The OKAY criteria is NOT okay. If a restaurant has had “MANY” red critical violations, how is this not a bright red sad face?

The website also explains

A restaurant’s food safety rating will be determined by the average of red critical violation points from a restaurant’s last four routine inspections.

If I understand correctly, this mean that a restaurant that passes its first two inspections with zero red findings, but whose food safety worsens over the last two inspections, the consumer is told that the food safety level is “GOOD”? The rating is a blend of the risky reality of today and the safer reality of months ago? It’s dirty enough to make some people sick this month, but things were looking really good a couple of months ago, so on average it’s green.

According to the website, the rating system in on a curve. That’s an expression I haven’t heard since middle school. If memory serves, such ratings are not absolute values but based on where they fall on a bell curve of others who were rated. The website explains the rating is

how well a restaurant performs on food safety compared to restaurants nearby

This is in order to reduce subjectivity and variation between inspectors across different areas. That sounds fair to the restaurants being rated, except that in my point of view the purpose of food safety rating is to inform customers “it’s safe” or “it’s not safe” in absolute, not relative terms.

This pie chart was a bit alarming. Grading on the curve, 50% are excellent, 40% are good and 10% are just “OKAY”.

By definition, the top half of a population cannot be “excellent”. Excellence means “extremely good” or outstanding. The extremes of a continuum are its two ends, not the middle chunk. The extreme good, or excellence, lies at the top 5%- 10%. The King County Food Safety “excellent” rating is a mix from the very best to the barely better than average.

The “needs to improve” category is troubling for a three reasons.

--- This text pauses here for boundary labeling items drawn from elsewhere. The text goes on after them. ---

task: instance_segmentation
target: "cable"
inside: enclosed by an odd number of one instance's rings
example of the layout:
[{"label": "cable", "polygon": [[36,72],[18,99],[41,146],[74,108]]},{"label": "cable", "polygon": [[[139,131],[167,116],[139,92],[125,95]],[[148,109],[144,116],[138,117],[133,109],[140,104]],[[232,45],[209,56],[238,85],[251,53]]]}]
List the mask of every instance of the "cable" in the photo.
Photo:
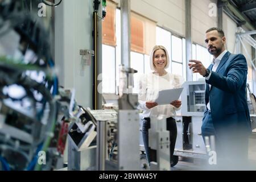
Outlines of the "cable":
[{"label": "cable", "polygon": [[43,3],[46,4],[47,6],[51,6],[51,7],[55,7],[55,6],[57,6],[60,5],[60,3],[61,3],[61,1],[62,1],[62,0],[60,0],[60,2],[56,4],[56,5],[51,5],[51,4],[49,4],[48,3],[47,3],[46,1],[44,1],[44,0],[42,0],[42,2]]},{"label": "cable", "polygon": [[9,164],[7,162],[0,156],[0,164],[2,163],[3,169],[5,171],[10,171]]}]

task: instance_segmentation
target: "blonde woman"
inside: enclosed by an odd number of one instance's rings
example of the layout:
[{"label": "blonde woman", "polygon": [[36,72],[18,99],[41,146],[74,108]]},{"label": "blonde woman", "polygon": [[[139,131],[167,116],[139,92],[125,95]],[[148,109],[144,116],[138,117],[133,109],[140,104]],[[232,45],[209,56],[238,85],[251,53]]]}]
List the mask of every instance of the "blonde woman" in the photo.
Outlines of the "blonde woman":
[{"label": "blonde woman", "polygon": [[[142,77],[139,84],[138,109],[143,110],[142,135],[146,154],[148,163],[156,161],[156,153],[148,147],[148,129],[150,128],[150,117],[164,115],[166,117],[167,129],[170,131],[170,155],[172,159],[176,139],[177,126],[175,117],[176,111],[180,109],[181,102],[174,101],[168,105],[158,105],[154,101],[158,92],[181,86],[184,79],[180,76],[166,71],[170,65],[167,51],[164,47],[156,46],[150,55],[150,68],[153,71]],[[166,98],[168,100],[168,98]],[[171,160],[172,162],[172,160]]]}]

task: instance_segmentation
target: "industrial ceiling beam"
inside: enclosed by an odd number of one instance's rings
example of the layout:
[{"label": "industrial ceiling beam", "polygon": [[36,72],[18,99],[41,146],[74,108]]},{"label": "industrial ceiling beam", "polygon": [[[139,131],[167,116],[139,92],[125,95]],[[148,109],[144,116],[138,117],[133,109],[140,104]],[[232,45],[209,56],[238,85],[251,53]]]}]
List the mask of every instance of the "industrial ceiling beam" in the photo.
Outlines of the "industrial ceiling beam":
[{"label": "industrial ceiling beam", "polygon": [[253,26],[251,21],[243,14],[229,0],[222,0],[223,2],[228,2],[226,5],[228,7],[237,18],[238,18],[242,22],[245,21],[245,26],[249,30],[255,30],[255,27]]},{"label": "industrial ceiling beam", "polygon": [[242,5],[241,7],[239,8],[239,10],[245,13],[246,12],[248,12],[253,10],[256,10],[256,3],[254,2],[253,3],[247,3],[244,5]]}]

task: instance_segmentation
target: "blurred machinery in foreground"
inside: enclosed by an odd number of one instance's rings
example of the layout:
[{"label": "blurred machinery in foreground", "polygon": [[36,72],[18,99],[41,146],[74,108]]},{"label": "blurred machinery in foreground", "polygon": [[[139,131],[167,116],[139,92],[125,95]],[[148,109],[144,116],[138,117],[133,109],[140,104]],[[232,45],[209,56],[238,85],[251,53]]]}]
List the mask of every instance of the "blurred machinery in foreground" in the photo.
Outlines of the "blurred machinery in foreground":
[{"label": "blurred machinery in foreground", "polygon": [[1,170],[62,167],[72,119],[72,93],[59,90],[49,32],[28,2],[0,1]]}]

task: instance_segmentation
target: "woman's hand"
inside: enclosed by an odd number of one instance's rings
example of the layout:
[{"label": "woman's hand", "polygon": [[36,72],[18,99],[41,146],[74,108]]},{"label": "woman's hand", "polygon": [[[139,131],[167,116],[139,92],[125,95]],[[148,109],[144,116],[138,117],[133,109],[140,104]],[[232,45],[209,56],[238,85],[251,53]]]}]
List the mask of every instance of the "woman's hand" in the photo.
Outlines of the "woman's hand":
[{"label": "woman's hand", "polygon": [[171,102],[171,105],[173,105],[176,108],[179,108],[181,105],[181,101],[178,100],[174,101]]},{"label": "woman's hand", "polygon": [[153,101],[147,101],[146,102],[146,106],[148,109],[151,109],[155,106],[156,106],[158,104]]}]

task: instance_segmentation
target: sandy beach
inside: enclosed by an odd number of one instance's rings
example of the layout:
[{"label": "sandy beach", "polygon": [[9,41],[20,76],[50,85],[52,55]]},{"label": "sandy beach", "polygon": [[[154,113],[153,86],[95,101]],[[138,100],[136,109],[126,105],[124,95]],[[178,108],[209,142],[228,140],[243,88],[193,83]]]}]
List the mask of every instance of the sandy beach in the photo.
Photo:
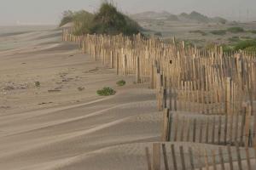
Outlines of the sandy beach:
[{"label": "sandy beach", "polygon": [[[56,30],[0,38],[0,169],[145,169],[160,136],[154,91],[61,42]],[[119,88],[116,82],[125,79]],[[36,82],[40,86],[35,85]],[[99,97],[109,86],[117,94]]]},{"label": "sandy beach", "polygon": [[[78,44],[62,42],[54,26],[16,30],[2,30],[0,37],[0,169],[147,169],[145,147],[161,140],[155,90],[135,84],[134,76],[117,76]],[[127,84],[118,87],[119,80]],[[117,94],[99,97],[103,87]],[[189,146],[224,149],[175,144],[184,147],[185,156]]]}]

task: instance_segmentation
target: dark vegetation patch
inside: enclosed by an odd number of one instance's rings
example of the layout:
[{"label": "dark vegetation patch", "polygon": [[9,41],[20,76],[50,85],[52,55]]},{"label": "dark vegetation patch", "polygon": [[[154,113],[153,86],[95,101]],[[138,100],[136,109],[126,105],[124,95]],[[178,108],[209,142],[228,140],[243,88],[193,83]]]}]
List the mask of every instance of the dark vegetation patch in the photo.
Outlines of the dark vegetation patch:
[{"label": "dark vegetation patch", "polygon": [[230,27],[227,29],[228,31],[231,32],[231,33],[241,33],[241,32],[244,32],[244,29],[241,27]]},{"label": "dark vegetation patch", "polygon": [[131,36],[139,33],[143,29],[134,20],[118,11],[111,3],[102,3],[96,14],[81,10],[64,12],[60,26],[68,22],[74,24],[74,35],[84,34],[124,34]]}]

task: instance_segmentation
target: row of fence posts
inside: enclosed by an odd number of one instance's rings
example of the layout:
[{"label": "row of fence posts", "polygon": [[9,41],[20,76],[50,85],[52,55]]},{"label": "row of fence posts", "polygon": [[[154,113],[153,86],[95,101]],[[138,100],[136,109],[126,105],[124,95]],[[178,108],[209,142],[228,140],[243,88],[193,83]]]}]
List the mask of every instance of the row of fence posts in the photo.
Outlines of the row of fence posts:
[{"label": "row of fence posts", "polygon": [[255,149],[240,148],[238,145],[209,149],[207,146],[154,143],[152,152],[151,155],[149,148],[146,147],[148,170],[253,170],[256,162]]},{"label": "row of fence posts", "polygon": [[[233,148],[239,170],[244,170],[240,154],[242,150],[246,152],[247,169],[252,169],[253,155],[248,150],[256,145],[255,54],[224,53],[217,46],[208,51],[201,50],[185,47],[184,42],[178,43],[175,39],[167,44],[140,35],[128,37],[66,34],[63,40],[79,42],[84,53],[115,69],[117,75],[135,75],[137,83],[146,82],[156,89],[157,107],[163,113],[162,141],[219,146],[220,162],[216,162],[218,156],[212,150],[213,160],[210,163],[206,148],[204,154],[199,155],[205,164],[200,165],[193,161],[198,157],[193,155],[195,146],[191,146],[188,150],[190,166],[187,166],[184,162],[189,161],[184,159],[183,145],[174,150],[174,143],[171,147],[173,169],[209,169],[212,166],[215,170],[219,165],[224,169],[225,162],[233,169]],[[227,161],[222,156],[224,147],[227,148]],[[166,147],[162,145],[162,149],[165,168],[169,169]],[[160,169],[160,144],[154,144],[151,162],[149,149],[146,149],[148,169]],[[175,161],[177,153],[180,155],[179,163]]]}]

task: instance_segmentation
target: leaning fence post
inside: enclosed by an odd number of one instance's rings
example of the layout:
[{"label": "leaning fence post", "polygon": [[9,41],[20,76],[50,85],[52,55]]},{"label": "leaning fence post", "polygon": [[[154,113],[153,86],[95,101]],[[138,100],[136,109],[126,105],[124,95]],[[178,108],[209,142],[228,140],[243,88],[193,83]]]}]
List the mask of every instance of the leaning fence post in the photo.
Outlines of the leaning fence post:
[{"label": "leaning fence post", "polygon": [[193,157],[193,152],[192,152],[192,148],[191,147],[189,147],[189,160],[190,160],[191,169],[195,170],[194,157]]},{"label": "leaning fence post", "polygon": [[172,162],[173,162],[173,169],[177,170],[177,161],[176,161],[176,154],[175,154],[175,149],[174,149],[174,144],[172,144],[171,145],[172,149]]},{"label": "leaning fence post", "polygon": [[169,141],[170,140],[170,112],[169,112],[169,109],[165,109],[164,110],[164,123],[163,123],[163,134],[162,134],[162,140],[163,141]]},{"label": "leaning fence post", "polygon": [[153,170],[160,170],[160,144],[153,144]]},{"label": "leaning fence post", "polygon": [[169,170],[168,158],[167,158],[167,154],[166,154],[166,147],[165,144],[162,144],[162,150],[163,150],[165,167],[166,167],[166,170]]},{"label": "leaning fence post", "polygon": [[148,170],[151,170],[152,164],[151,164],[151,161],[150,161],[148,147],[145,148],[145,152],[146,152],[146,159],[147,159],[147,163],[148,163]]}]

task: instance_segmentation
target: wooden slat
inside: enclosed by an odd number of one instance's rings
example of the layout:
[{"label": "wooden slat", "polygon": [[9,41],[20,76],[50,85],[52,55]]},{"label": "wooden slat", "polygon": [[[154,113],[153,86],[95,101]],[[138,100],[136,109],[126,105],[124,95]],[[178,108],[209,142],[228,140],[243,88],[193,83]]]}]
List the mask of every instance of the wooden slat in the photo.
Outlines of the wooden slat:
[{"label": "wooden slat", "polygon": [[164,163],[166,170],[169,170],[168,158],[166,154],[166,147],[165,144],[162,144],[163,156],[164,156]]},{"label": "wooden slat", "polygon": [[148,163],[148,170],[151,170],[152,169],[152,164],[151,164],[148,147],[145,148],[145,152],[146,152],[146,158],[147,158],[147,163]]},{"label": "wooden slat", "polygon": [[160,170],[160,144],[153,144],[153,170]]},{"label": "wooden slat", "polygon": [[177,170],[174,144],[171,144],[173,170]]}]

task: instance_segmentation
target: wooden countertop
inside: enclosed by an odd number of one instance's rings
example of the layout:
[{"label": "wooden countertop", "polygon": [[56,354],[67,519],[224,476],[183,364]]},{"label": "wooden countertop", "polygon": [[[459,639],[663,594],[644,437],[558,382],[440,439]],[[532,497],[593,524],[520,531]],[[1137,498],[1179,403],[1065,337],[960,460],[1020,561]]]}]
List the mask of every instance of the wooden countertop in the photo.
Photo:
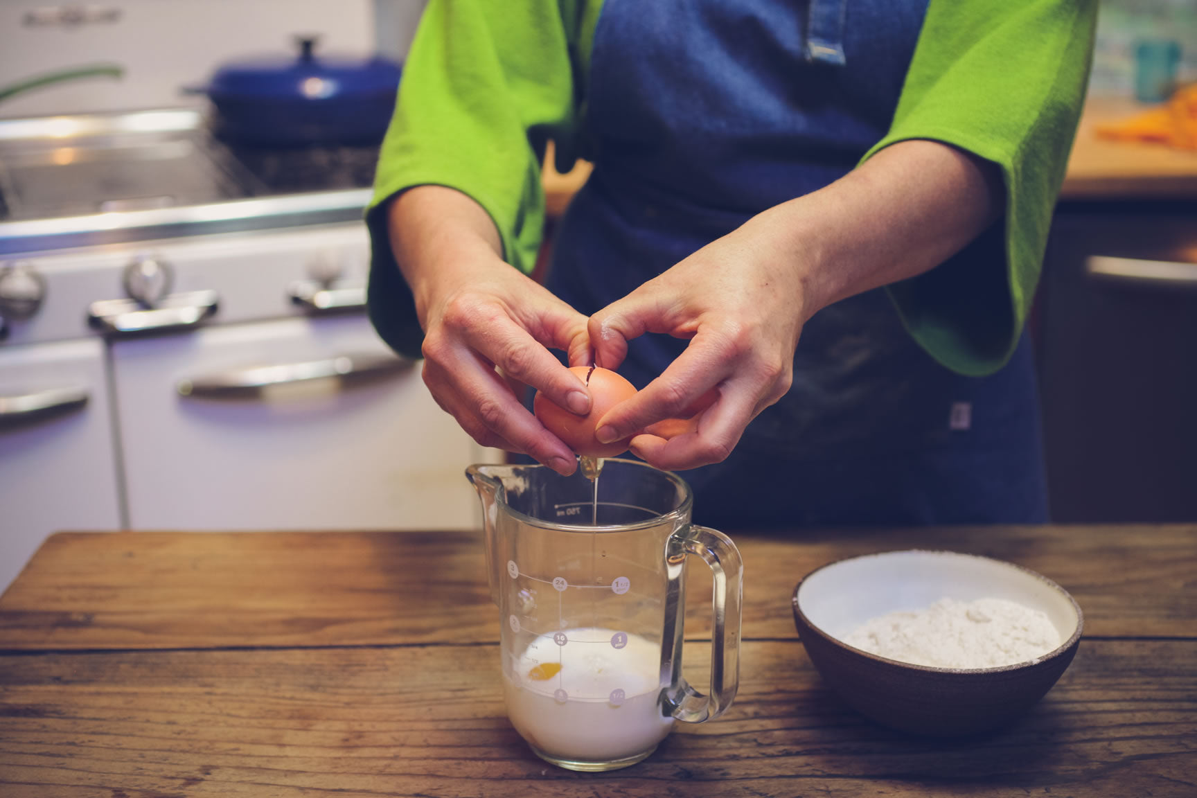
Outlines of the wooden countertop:
[{"label": "wooden countertop", "polygon": [[[1099,124],[1135,116],[1143,109],[1129,99],[1089,98],[1073,144],[1062,200],[1197,200],[1197,151],[1107,141],[1094,133]],[[559,217],[587,182],[591,166],[579,162],[571,172],[561,175],[553,169],[552,157],[547,162],[546,205],[551,217]]]},{"label": "wooden countertop", "polygon": [[[633,768],[579,774],[506,720],[478,534],[55,535],[0,597],[0,793],[1195,794],[1197,525],[734,537],[747,578],[731,709]],[[911,547],[1025,565],[1084,610],[1076,660],[1010,729],[886,731],[807,659],[797,579]],[[687,638],[701,640],[695,584]],[[686,648],[697,683],[706,656]]]}]

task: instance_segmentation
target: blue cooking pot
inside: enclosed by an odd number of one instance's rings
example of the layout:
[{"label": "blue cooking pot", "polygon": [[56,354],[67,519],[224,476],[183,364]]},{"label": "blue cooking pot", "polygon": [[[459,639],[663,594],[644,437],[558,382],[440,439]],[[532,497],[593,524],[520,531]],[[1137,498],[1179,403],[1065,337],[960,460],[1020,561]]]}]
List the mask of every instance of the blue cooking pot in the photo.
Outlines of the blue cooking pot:
[{"label": "blue cooking pot", "polygon": [[261,146],[376,145],[395,108],[400,65],[381,57],[317,57],[298,37],[299,57],[221,66],[199,90],[214,106],[220,139]]}]

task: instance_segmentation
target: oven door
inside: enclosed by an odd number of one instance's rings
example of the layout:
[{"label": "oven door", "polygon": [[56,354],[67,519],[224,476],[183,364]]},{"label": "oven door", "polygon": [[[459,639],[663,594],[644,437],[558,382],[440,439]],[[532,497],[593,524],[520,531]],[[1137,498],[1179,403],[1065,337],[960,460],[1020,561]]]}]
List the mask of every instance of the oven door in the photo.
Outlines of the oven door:
[{"label": "oven door", "polygon": [[116,529],[104,345],[0,348],[0,591],[47,535]]},{"label": "oven door", "polygon": [[484,450],[361,316],[111,343],[138,529],[464,529]]}]

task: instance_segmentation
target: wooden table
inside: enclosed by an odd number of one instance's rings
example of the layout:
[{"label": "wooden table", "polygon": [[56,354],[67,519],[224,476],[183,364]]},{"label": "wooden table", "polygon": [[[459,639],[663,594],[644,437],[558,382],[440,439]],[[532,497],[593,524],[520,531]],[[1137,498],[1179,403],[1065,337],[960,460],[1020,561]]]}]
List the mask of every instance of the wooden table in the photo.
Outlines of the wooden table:
[{"label": "wooden table", "polygon": [[[506,721],[476,534],[55,535],[0,598],[0,796],[1197,796],[1197,526],[735,537],[735,705],[579,774]],[[905,737],[812,669],[798,577],[910,547],[1026,565],[1083,608],[1076,660],[1013,727]]]}]

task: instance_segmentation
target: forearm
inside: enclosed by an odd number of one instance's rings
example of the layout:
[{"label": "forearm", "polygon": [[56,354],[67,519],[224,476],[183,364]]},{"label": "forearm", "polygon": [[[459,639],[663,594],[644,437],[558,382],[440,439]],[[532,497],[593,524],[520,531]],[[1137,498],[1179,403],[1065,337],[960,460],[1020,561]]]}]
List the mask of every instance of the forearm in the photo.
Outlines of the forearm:
[{"label": "forearm", "polygon": [[479,264],[503,257],[499,233],[486,211],[443,185],[417,185],[400,194],[390,203],[388,233],[421,324],[439,291],[468,285],[463,281]]},{"label": "forearm", "polygon": [[936,141],[901,141],[831,185],[755,217],[771,257],[797,269],[802,321],[935,268],[1002,213],[998,167]]}]

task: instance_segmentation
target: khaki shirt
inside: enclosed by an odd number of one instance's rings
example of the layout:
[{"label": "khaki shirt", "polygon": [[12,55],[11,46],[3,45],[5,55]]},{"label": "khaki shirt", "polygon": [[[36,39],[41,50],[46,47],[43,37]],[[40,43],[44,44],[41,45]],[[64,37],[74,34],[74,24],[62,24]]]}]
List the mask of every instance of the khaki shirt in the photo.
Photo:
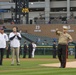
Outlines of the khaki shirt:
[{"label": "khaki shirt", "polygon": [[71,35],[68,33],[63,33],[61,31],[56,31],[57,35],[59,35],[58,44],[68,44],[69,40],[72,39]]}]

First, every restaurant “needs to improve”. The doubts raised above about the nature of “excellence” strongly suggest that most of the “excellent” need to improve. Even restaurants with  perfect food safety records can improve. For example, they can to work on making perfect food safety easier to achieve and sustain.

Second, if the purpose of the food safety rating system is to keep diners safe, and the “needs to improve” is the lowest and worst rating, it must clearly signal “eat here at your own risk”. Instead it lulls us into a false sense of security with an “nearly okay” rating. Maybe grey is just an faded off-green? There is so much green on the poster.

Third, there six drafts of the Food Safety Rating table poster. It’s puzzling that 5 out of 6 versions included a “red” emoji for its lowest rating, but the system being rolled out is green-green-green-grey. Somebody on the planning committee knew red-yellow-green was the standard way of doing things. What happened?

The King County website informs us that he final design of the system was influenced by “3,500 responses”. I wonder how many were from restaurant owners and food preparers concerned about how a “red” would look on their window, and how many were from customers who wanted simple food safety transparency.

Per the website, approximately 34 food safety inspectors check on about 13,000 food service establishments and temporary food booths in King County. It’s not right that the output of their work is a poster implying “Safe, safer, safest!” I really wanted to rate the King County Food Safety Rating system as “needs to improve”, but can’t. For all of the reasons stated above, it earns a red, fail, : – ( rating.

The good news is that this system is just starting phase 2 of 4 phases. There is still time to improve. I’ll be happy to average out my ratings across all phases of the rollout.


  1. Dylan Schultz

    April 12, 2017 - 1:38 pm
    Reply

    I totally agree with your assessment. These ratings were not designed to benefit the customer, they were designed to sugar coat a poor performing business with a confusing visual aid.